I asked that question to myself when I arrived in Melbourne, earlier this morning. I felt strange. This is my first time being away from Indonesia without knowing when to return. So that was how it felt to fly with a one-way ticket. Exciting and scary at the same time. Scary? Yes, scary. “Leaving everything behind” sounded easy at the beginning; but no, now it feels so hard. I just realized, I gave up my job, family, and friends for nothing here.
How if I don’t get any job? Should I return to my mom’s house? My friends will hang out with their other friends; how if they forget me? How if no one wants to be friends with me here? How if… how if?
My world turns upside down after that six-hour flight. It felt so silent. No one speaks my language. No one speaks to me. I have to do everything on my own now. The streets are full of strangers. I know it’s going to be difficult. Why did I take this trip? Why am I being such an ass by challenging myself with this kind of shit? After I stopped calling Indonesia as my home, I’m technically homeless now. So this is the feeling of not having a place called home. And I can’t afford any studio apartment in this city.
I decided to stay at a backpacker hostel, way cheaper than apartment. I didn’t really read the accommodation description when I booked it. I just picked the cheapest I could get: St. Kilda Beach House for AU$24/night. So when Kim, the friendly receptionist, told me what I’d get in this hostel, I was kinda shocked.
I have a huge kitchen where I can storage my foods and cook there, free breakfast, free pancakes on Wednesdays, free luggage storage, WiFi (of course), and discount at its public bar. The bar is awesome! I can get $5 pizza every Monday-Wednesday, trivia games on Mondays, free comedy night on Tuesdays, poker night on Wednesdays, aannndddd… party on Fridays with $5 wine, $15 jug, and free BBQ!
The bartender, Emily, is such a cool girl. She’s Canadian. Bubbly and friendly; and she holds the same work visa like mine. I had a brief chat with her while enjoying my lasagna and beer this afternoon; about how she found the job and some employment advises for me. How this hostel treated me made me feel way better. There’s a hope I can call this place my home, be friends with people like Kim, Emily, and fellow backpackers.
Anyway I share my room with three girls: one from England, two from Germany. The English one, Charlotte, also holds the same visa like mine and Emily’s. We haven’t talked much, but maybe tomorrow I’ll ask her about how she got the job, the salary, and everything I need to know. She looks nice, but very tired. That’s why I didn’t want to bother her with my questions.

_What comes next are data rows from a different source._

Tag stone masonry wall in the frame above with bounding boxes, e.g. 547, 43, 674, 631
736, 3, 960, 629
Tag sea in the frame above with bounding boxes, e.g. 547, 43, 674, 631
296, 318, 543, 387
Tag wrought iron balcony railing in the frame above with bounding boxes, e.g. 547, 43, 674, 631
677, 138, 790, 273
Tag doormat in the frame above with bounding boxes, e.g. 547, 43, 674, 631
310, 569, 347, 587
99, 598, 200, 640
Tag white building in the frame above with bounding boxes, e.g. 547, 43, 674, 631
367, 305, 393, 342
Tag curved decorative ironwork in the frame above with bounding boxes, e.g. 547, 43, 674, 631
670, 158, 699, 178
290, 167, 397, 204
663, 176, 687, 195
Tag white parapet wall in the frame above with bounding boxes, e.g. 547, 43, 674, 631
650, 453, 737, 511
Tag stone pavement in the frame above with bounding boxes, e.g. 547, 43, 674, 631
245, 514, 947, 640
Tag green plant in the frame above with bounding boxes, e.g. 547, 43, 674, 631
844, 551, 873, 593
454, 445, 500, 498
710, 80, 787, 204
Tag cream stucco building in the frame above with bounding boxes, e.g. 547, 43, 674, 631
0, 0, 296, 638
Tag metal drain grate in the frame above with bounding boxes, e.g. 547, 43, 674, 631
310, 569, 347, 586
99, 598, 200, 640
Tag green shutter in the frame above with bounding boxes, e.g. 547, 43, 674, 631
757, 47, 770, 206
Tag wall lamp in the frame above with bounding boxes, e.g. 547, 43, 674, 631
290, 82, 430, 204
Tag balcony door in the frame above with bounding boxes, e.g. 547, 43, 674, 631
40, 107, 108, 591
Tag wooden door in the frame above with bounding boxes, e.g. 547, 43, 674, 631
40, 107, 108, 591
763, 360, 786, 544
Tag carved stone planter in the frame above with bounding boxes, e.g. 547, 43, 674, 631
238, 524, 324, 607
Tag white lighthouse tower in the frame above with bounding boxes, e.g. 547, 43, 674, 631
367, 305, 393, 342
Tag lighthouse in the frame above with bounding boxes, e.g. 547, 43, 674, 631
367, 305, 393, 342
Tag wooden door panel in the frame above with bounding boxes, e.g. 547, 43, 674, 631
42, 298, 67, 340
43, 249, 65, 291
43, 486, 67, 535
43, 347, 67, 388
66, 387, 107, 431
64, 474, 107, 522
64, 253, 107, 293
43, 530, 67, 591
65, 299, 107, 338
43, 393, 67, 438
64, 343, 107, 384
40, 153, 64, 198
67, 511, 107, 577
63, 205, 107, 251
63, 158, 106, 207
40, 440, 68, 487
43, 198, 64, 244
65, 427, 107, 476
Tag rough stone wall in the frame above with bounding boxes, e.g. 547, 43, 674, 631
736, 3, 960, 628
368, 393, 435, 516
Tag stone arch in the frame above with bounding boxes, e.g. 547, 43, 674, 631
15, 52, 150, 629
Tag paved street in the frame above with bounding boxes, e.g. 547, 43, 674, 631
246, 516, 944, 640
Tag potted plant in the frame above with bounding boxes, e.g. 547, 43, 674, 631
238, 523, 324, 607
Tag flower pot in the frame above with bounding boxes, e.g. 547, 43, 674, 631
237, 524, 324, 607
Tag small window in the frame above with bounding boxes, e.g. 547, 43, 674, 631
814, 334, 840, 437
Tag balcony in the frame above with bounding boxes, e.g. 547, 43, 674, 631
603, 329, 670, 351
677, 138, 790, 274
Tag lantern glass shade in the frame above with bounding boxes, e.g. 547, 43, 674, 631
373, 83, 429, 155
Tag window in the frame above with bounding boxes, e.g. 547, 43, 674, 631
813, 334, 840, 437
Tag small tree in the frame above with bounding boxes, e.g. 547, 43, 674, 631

And oh, tomorrow I’m gonna have my very first job interview! A Sri Lankan F&B business needs a waiter, and I applied. The owner contacted me via WhatsApp and asked if I could come to her office. If I get the job, maybe I will feel less insecure, more confident. Yeah, I know it’s just a matter of time. I have to adjust so many things, and that takes time.
One of the adjustments I have to make is the weather. Today I learned a very important lesson, that I can experience FOUR different seasons in ONE same day! This morning when waiting for my airport shuttle, I definitely could feel the summer heat. I was a lil bit sweaty. After having a chat with Emily, I walked down to the beach in my thin T-shirt and shorts, confidently. But oh, it was a bit windy and cold.
After spending 10 minutes at the beach, my hands froze! It got colder and colder, I finally gave up and walked back to my hostel… while hugging myself. I’ve been spending the last 4 hours under my thick blanket, writing this blog post. I even cancelled my laser tag appointment with some people from Melbourne’s CouchSurfing Community, because the forecast said tonight’s gonna be showery and the temperature may even drop to 11 degrees. Crazy!
Thank God I bring my autumn jacket and winter coat, so tomorrow I’ll be ready to face its bitchy weather. Wish me luck!